Ya no hace falta que bajes el volumen de la radio para concentrarte cuando vas a aparcar. Puedes estacionar desde el móvil gracias a un sistema de cámaras, sensores y control remoto que mueve el coche a baja velocidad y elimina el agobio de las maniobras finales. Y sirve, sobre todo, como introducción a la filosofía de la nueva generación de este coche.
Fuera romanticismos
Volkswagen ha decidido refinar su SUV compacto en lugar de reinventarlo. La carrocería de 4,37 metros es ahora 281 mm más baja, una decisión que responde menos a la moda que a la física. Reducir altura mejora la aerodinámica y permite ajustar consumos en un segmento donde cada décima cuenta. No es casualidad que los SUV empiecen a parecerse más a turismos elevados que a todoterrenos urbanos. ¿Por qué? Porque hacerlos más bajos mejora la aerodinámica y ayuda a contener el consumo. El resultado son carrocerías menos 4×4 y más eficientes. ¡Ya era hora!
En el interior, el salto del Volkswagen T-Roc es menos espectacular, pero más necesario. La pantalla central ahora es más rápida y, sobre todo, más lógica. Desaparece esa sensación de estar aprendiendo un idioma nuevo cada vez que se toca el sistema multimedia. También se han retroiluminado los mandos de la climatización: de noche simplemente no se veían en la generación anterior.
Sinergias de grupo
La experiencia al volante también ha sido afinada, aunque no sin matices. Al arrancar, especialmente con el coche frío, el T-Roc exige algo más de tacto del esperado. El cambio DSG, rápido y eficiente cuando el coche se mueve con alegría, no siempre dosifica con delicadeza a velocidad de peatón. Es el precio de un sistema pensado para optimizar rendimiento más que para reptar milímetro a milímetro.
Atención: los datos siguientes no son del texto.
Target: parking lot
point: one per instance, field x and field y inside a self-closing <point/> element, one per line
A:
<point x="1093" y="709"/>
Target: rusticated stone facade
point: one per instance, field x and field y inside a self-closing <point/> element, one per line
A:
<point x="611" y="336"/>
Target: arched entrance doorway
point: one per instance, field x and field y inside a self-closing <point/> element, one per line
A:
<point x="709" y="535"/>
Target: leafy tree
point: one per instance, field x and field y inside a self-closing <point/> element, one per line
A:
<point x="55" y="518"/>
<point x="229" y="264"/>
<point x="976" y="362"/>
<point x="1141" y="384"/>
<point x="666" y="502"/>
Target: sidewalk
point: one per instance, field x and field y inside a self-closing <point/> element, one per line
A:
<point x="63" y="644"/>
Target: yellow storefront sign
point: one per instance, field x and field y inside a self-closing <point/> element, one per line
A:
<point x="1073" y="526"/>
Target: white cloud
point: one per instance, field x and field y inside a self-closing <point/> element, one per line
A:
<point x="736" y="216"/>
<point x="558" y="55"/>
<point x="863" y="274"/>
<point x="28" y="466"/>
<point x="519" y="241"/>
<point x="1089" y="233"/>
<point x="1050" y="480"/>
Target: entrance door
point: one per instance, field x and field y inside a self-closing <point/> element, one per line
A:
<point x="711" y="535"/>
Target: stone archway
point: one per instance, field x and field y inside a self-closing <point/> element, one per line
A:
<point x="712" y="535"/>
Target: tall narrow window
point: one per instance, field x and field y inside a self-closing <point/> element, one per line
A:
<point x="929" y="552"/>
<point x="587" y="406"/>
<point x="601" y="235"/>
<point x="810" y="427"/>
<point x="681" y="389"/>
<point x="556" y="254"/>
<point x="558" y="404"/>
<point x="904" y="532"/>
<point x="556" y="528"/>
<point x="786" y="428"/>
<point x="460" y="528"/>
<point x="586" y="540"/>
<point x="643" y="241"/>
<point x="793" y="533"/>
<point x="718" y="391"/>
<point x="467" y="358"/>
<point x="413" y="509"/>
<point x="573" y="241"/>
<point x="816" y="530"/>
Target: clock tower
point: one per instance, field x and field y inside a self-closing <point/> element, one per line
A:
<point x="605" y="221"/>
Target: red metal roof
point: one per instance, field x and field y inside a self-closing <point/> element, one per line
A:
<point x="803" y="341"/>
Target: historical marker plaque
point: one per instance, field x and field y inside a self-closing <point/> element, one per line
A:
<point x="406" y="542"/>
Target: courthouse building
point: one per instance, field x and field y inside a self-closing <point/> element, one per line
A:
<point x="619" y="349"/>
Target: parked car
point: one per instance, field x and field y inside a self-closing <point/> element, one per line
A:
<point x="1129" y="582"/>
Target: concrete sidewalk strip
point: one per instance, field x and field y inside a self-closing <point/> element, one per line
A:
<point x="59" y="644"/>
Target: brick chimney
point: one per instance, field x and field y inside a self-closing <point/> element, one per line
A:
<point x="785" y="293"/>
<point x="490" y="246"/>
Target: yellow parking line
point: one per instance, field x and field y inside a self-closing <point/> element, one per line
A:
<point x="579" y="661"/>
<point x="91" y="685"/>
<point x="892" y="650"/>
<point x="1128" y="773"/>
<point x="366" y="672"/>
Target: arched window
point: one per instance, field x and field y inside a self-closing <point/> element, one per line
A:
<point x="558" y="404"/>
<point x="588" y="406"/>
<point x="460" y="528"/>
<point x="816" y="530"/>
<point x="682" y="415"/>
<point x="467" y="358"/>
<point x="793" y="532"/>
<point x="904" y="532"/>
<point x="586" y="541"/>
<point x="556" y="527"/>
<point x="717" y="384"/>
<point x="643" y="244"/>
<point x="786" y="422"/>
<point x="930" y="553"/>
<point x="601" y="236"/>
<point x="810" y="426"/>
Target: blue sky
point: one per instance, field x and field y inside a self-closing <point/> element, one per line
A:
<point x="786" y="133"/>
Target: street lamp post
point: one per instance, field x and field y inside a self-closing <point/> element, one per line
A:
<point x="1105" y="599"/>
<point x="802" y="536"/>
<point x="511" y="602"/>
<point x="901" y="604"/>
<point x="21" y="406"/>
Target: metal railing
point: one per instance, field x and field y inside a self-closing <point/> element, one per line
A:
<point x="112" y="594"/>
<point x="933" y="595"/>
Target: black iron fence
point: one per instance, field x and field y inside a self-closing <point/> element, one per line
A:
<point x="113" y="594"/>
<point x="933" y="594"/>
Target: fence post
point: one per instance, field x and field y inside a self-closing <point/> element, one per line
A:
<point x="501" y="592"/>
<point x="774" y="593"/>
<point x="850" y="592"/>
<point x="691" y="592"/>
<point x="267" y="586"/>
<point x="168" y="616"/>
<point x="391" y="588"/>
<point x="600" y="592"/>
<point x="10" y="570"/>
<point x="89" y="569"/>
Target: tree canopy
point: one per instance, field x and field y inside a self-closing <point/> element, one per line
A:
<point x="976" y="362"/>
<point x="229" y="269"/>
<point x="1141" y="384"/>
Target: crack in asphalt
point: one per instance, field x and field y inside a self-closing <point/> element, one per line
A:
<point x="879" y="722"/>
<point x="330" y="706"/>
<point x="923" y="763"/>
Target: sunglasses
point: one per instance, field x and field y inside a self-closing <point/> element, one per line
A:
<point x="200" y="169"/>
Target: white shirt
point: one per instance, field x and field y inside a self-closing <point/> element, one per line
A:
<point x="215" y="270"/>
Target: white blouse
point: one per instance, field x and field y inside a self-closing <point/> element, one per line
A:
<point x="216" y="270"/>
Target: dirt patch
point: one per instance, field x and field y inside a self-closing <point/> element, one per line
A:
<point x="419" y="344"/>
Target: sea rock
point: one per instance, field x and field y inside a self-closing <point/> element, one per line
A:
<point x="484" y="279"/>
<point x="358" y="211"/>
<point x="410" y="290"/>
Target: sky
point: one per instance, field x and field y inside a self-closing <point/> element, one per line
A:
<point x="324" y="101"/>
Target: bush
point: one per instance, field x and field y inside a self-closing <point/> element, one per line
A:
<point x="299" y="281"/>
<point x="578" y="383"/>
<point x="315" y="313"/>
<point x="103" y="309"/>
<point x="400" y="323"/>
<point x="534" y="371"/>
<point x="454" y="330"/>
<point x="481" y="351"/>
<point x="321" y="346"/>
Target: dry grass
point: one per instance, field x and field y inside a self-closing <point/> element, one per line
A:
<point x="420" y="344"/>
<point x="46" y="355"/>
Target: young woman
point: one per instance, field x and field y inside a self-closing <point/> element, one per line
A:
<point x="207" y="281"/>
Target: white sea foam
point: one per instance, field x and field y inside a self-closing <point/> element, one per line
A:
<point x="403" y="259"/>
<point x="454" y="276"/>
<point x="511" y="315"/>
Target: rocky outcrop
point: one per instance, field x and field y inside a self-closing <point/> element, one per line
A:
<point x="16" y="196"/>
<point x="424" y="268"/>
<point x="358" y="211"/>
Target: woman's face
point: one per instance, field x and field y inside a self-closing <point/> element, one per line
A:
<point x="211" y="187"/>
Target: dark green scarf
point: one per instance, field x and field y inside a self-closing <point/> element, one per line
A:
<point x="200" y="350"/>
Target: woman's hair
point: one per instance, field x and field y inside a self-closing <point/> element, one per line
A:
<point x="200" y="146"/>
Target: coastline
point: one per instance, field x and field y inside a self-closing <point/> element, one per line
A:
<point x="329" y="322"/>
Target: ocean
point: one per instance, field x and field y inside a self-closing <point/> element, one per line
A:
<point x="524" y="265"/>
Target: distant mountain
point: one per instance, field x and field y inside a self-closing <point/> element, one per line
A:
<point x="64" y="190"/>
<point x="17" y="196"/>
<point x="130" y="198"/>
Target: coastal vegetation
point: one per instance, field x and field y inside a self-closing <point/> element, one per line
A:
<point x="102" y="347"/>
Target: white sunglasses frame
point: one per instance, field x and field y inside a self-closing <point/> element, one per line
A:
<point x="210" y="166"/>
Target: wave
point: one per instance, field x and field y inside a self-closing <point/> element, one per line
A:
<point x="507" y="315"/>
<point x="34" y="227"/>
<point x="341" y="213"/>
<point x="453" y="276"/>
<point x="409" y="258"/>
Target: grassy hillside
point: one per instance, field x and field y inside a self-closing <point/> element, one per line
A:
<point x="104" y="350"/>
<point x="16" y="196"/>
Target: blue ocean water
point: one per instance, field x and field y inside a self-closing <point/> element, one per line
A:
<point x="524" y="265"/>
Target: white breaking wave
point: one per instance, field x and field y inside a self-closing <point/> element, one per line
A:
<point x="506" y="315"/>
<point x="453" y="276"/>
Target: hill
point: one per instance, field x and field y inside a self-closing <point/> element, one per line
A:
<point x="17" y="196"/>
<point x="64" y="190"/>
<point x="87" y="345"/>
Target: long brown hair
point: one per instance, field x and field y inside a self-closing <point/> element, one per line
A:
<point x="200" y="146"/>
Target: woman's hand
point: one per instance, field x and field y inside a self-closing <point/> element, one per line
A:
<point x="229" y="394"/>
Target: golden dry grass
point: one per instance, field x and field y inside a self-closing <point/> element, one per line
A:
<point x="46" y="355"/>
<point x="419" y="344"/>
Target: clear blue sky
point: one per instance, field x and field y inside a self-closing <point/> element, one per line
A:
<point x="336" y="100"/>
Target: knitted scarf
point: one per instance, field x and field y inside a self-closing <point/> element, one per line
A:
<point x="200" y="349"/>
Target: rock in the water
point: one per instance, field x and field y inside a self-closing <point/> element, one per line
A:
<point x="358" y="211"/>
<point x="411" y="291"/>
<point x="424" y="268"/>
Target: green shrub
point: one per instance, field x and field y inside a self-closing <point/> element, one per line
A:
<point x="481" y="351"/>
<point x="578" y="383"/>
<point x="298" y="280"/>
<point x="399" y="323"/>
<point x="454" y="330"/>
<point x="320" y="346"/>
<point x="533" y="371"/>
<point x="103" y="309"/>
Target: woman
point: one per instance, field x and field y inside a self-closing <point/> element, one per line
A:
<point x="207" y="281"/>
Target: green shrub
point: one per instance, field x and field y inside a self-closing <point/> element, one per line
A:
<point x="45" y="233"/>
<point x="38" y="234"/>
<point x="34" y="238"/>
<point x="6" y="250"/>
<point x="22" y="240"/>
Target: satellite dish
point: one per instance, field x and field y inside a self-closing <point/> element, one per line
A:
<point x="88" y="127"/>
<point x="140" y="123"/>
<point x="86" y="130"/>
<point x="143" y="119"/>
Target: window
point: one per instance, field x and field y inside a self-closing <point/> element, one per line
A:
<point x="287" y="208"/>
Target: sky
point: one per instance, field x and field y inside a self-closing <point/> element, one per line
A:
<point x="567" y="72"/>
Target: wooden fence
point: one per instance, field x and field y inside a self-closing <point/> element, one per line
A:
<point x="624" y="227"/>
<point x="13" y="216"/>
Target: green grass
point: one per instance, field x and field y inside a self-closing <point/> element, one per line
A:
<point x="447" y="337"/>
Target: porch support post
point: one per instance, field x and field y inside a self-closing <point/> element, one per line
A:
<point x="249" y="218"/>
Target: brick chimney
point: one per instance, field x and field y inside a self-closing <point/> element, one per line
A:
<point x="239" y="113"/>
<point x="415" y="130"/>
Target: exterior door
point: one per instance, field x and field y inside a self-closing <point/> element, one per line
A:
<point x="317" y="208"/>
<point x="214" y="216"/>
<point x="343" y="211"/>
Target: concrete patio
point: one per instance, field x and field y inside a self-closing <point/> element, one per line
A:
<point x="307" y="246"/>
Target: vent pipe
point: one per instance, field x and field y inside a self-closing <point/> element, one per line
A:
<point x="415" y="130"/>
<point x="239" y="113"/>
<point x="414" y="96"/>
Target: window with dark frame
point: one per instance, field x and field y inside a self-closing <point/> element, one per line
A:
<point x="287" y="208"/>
El Volkswagen T-Roc, candidato a los premios Women’s Worldwide Car of the Year, está construido sobre la plataforma MQB que tantas alegrías ha dado al grupo Volkswagen
Bajo la carrocería sigue estando uno de los grandes pilares del T-Roc: la plataforma MQB. La misma arquitectura que sostiene al Golf y a buena parte del catálogo del grupo desde hace más de una década. Su fortaleza está en su rigidez, seguridad y posibilidad de montar mecánicas híbridas sin necesidad de partir de cero en cada generación. No servirá para la versión eléctrica del T-Roc que llegará previsiblemente a partir de 2026, pero sí para que sobre ella se monte el 1.5 TSI microhibridado de 150 CV.
Se trata de un motor ampliamente probado en el grupo Volkswagen que mantiene buen nivel de prestaciones y un consumo real que ronda los 6,2 l/100 km en uso mixto. En este caso, lleva el plus de la microhibridación con un motor de 14 kWh y una batería de 48 voltios.
Cosas que funcionan bien
Los motores de TSi actuales no son una revolución, pero sí una evolución bien medida de una tecnología titubeante en sus primeras generaciones. Hoy, superada aquella incertidumbre de juventud, los TSi son una de las soluciones más eficaces cuando hablamos de motores de combustión.
En el caso del Volkswagen T-Roc esta tecnología se ve completada con un sistema que a bajas revoluciones desactiva automáticamente dos de sus cuatro cilindros para reducir el consumo de combustible. Cuando las circunstancias lo requieren el coche vuelve a activar los dos que estaban inactivos y a partir de ahí entrega su máxima potencia. La idea no es nueva. Ya el T-Roc de la generación anterior utilizaba este solución, pero mucho antes, en 1981, General Motors sorprendía a los aficionados con el Cadillac V8-6-4 que recibía esta denominación porque podía circular con ocho, seis o cuatro cilindros.
El nuevo Volkswagen T-Roc rehúye del sensacionalismo. Prefiere ofrecer respuestas discretas a problemas cotidianos. Y en un mercado saturado de promesas tecnológicas, conseguir que el coche aparque solo mientras tú observas desde fuera es mucho más que un truco: es una declaración de intenciones. Está disponible partir de 34.300 euros.